Pas moins de cinq enquêtes ont été ouvertes pour mise en danger de la vie d’autrui sur le seul territoire français, ce qui a créé un mouvement de panique chez les consommateurs ainsi que dans les pharmacies et les autres points de vente.
Les produits ont déjà été retirés des circuits commerciaux après plusieurs plaintes et articles de presse, parmi lesquels on peut citer la marque suisse connue mondialement ainsi que ses concurrents, qui se retrouvent tous dans le collimateur de la justice. On peut s’attendre dès à présent au versement de sommes colossales pour que ces puissantes entreprises se sortent de ce guêpier, considéré comme l’un des plus gros scandales en la matière.

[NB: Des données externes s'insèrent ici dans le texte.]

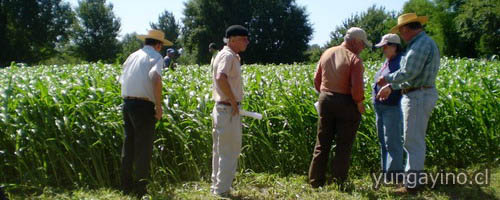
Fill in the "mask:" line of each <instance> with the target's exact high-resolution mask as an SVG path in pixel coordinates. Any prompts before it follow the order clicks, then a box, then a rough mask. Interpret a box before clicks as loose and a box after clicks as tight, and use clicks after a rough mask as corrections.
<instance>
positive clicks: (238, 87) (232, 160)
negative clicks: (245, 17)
mask: <svg viewBox="0 0 500 200" xmlns="http://www.w3.org/2000/svg"><path fill="white" fill-rule="evenodd" d="M224 43H226V46H224V48H223V49H222V50H221V51H220V52H219V53H218V54H217V56H216V57H215V60H214V63H213V78H212V79H213V87H212V88H213V99H214V101H215V106H214V109H213V113H212V116H213V126H214V128H213V133H212V137H213V148H212V150H213V155H212V156H213V157H212V185H211V187H210V188H211V192H212V193H213V194H215V195H218V196H222V197H227V196H230V188H231V185H232V182H233V179H234V175H235V173H236V165H237V163H238V157H239V155H240V152H241V135H242V125H241V118H240V115H239V109H240V104H241V101H242V100H243V82H242V77H241V64H240V56H239V55H238V53H240V52H243V51H245V50H246V48H247V45H248V43H249V41H248V30H247V29H246V28H245V27H243V26H240V25H232V26H229V27H228V28H227V29H226V35H225V36H224Z"/></svg>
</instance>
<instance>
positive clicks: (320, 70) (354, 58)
mask: <svg viewBox="0 0 500 200" xmlns="http://www.w3.org/2000/svg"><path fill="white" fill-rule="evenodd" d="M363 72H364V68H363V62H362V60H361V58H360V57H359V56H358V55H356V54H354V53H353V52H351V51H350V50H349V49H347V48H346V47H345V46H343V45H340V46H335V47H331V48H329V49H327V50H326V51H325V52H324V53H323V54H322V55H321V58H320V59H319V62H318V67H317V69H316V75H315V77H314V86H315V88H316V90H317V91H321V92H336V93H341V94H350V95H352V99H353V100H354V102H356V103H358V102H360V101H363V100H364V99H365V96H364V82H363Z"/></svg>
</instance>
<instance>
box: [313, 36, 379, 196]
mask: <svg viewBox="0 0 500 200" xmlns="http://www.w3.org/2000/svg"><path fill="white" fill-rule="evenodd" d="M371 46H372V44H371V42H369V41H368V39H367V36H366V32H365V31H364V30H363V29H361V28H357V27H352V28H350V29H349V30H347V33H346V35H345V36H344V42H343V43H342V44H341V45H339V46H335V47H332V48H329V49H327V50H326V51H325V52H324V53H323V54H322V55H321V58H320V60H319V62H318V66H317V70H316V74H315V78H314V86H315V88H316V90H317V91H318V92H320V95H319V100H318V102H319V120H318V135H317V139H316V145H315V147H314V152H313V158H312V161H311V165H310V168H309V183H310V184H311V186H312V187H320V186H323V185H324V184H325V182H326V179H325V172H326V167H327V165H328V156H329V154H330V149H331V146H332V142H333V139H334V138H335V140H336V143H337V146H336V148H335V157H334V158H333V161H332V167H333V177H334V179H335V181H336V182H337V183H338V184H339V185H341V186H344V185H345V184H344V182H345V181H346V180H347V174H348V171H349V165H350V159H351V150H352V144H353V142H354V138H355V136H356V131H357V130H358V127H359V124H360V122H361V114H363V113H364V112H365V107H364V105H363V100H364V89H363V88H364V83H363V72H364V68H363V63H362V60H361V58H360V57H359V54H360V53H361V51H363V49H364V48H366V47H368V48H371Z"/></svg>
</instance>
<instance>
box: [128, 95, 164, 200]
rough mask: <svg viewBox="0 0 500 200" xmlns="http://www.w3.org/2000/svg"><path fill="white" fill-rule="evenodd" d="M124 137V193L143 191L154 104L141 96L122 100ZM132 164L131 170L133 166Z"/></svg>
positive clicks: (132, 166)
mask: <svg viewBox="0 0 500 200" xmlns="http://www.w3.org/2000/svg"><path fill="white" fill-rule="evenodd" d="M122 110H123V121H124V128H125V133H124V135H125V139H124V142H123V147H122V169H121V181H122V190H123V191H124V193H126V194H129V193H132V192H133V193H135V194H137V195H138V196H142V195H144V194H145V193H146V184H147V179H148V178H149V169H150V163H151V156H152V153H153V135H154V129H155V124H156V118H155V117H154V115H155V110H154V104H153V103H152V102H149V101H144V100H124V105H123V109H122ZM134 166H135V170H134Z"/></svg>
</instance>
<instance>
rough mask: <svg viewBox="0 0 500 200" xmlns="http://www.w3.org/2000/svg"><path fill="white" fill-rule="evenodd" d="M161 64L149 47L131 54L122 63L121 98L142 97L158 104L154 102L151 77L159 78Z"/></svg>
mask: <svg viewBox="0 0 500 200" xmlns="http://www.w3.org/2000/svg"><path fill="white" fill-rule="evenodd" d="M163 64H164V63H163V58H162V56H161V55H160V54H159V53H158V52H157V51H156V50H155V49H154V48H153V47H151V46H149V45H144V47H143V48H142V49H139V50H137V51H136V52H134V53H132V54H131V55H130V56H129V57H128V58H127V60H126V61H125V63H123V72H122V75H121V76H120V83H121V85H122V97H127V96H131V97H142V98H147V99H149V100H150V101H152V102H153V103H159V102H155V101H156V100H155V96H154V91H153V75H154V73H157V74H158V75H160V76H161V71H162V68H163Z"/></svg>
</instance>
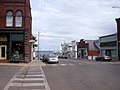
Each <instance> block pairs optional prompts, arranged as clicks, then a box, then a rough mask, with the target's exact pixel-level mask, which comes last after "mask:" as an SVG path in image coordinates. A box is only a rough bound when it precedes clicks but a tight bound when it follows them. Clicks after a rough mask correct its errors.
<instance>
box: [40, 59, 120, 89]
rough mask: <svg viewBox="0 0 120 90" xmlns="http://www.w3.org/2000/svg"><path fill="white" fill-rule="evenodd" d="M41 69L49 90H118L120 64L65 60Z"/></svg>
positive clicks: (119, 72) (108, 62)
mask: <svg viewBox="0 0 120 90" xmlns="http://www.w3.org/2000/svg"><path fill="white" fill-rule="evenodd" d="M42 68H43V71H44V73H45V75H46V78H47V81H48V84H49V87H50V89H51V90H120V62H96V61H94V62H93V61H80V60H68V59H66V60H60V63H59V64H47V65H46V66H43V67H42Z"/></svg>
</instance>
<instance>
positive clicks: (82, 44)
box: [77, 39, 100, 60]
mask: <svg viewBox="0 0 120 90" xmlns="http://www.w3.org/2000/svg"><path fill="white" fill-rule="evenodd" d="M97 43H98V40H83V39H81V40H80V42H79V44H78V46H77V48H78V49H77V50H78V58H82V59H90V60H94V59H95V57H96V56H98V55H99V54H100V53H99V48H98V45H97Z"/></svg>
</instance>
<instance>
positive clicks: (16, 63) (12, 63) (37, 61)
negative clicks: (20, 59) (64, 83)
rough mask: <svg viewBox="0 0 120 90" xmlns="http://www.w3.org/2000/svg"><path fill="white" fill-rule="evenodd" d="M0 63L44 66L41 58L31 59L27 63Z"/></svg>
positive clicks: (4, 64)
mask: <svg viewBox="0 0 120 90" xmlns="http://www.w3.org/2000/svg"><path fill="white" fill-rule="evenodd" d="M0 65H8V66H45V65H46V64H45V63H43V62H42V61H41V60H37V59H35V60H32V61H31V62H29V63H0Z"/></svg>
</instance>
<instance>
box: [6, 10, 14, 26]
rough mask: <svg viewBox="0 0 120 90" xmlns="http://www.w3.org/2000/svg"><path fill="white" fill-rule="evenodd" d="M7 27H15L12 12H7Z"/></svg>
mask: <svg viewBox="0 0 120 90" xmlns="http://www.w3.org/2000/svg"><path fill="white" fill-rule="evenodd" d="M6 26H7V27H12V26H13V13H12V11H8V12H7V16H6Z"/></svg>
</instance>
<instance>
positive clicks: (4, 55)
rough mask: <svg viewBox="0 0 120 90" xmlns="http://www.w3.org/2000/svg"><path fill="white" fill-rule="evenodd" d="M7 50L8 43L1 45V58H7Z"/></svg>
mask: <svg viewBox="0 0 120 90" xmlns="http://www.w3.org/2000/svg"><path fill="white" fill-rule="evenodd" d="M6 50H7V46H6V45H0V59H7V55H6Z"/></svg>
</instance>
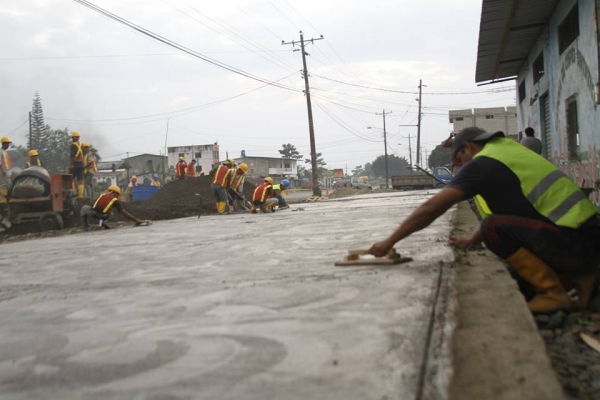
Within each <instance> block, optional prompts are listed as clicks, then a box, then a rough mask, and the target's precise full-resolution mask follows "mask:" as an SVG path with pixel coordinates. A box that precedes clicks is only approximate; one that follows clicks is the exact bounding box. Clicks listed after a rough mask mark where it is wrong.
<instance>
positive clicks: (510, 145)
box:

Cette affaire, très préjudiciable pour l’image de ces marques, a connu des prolongements dans pas moins de 60 pays à travers le monde, sauf au Maroc, où le silence de l’ONSSA interroge. Cet organisme étatique, relevant du ministère de l’Agriculture et chargé de la sécurité sanitaire et de l’hygiène alimentaire, n’a pas daigné communiquer sur l’éventualité de la présence de la toxine céréulide, soupçonnée d’être à l’origine de cette contamination, dans les produits commercialisés sur le territoire marocain, largement dominés par ceux de la multinationale suisse Nestlé, ni sur la possibilité d’ouvrir des enquêtes et de mener des analyses.
On ignore encore si des familles ont observé des effets similaires, comme des vomissements chez leurs enfants ; auquel cas, elles devraient alerter de toute urgence les services de l’ONSSA.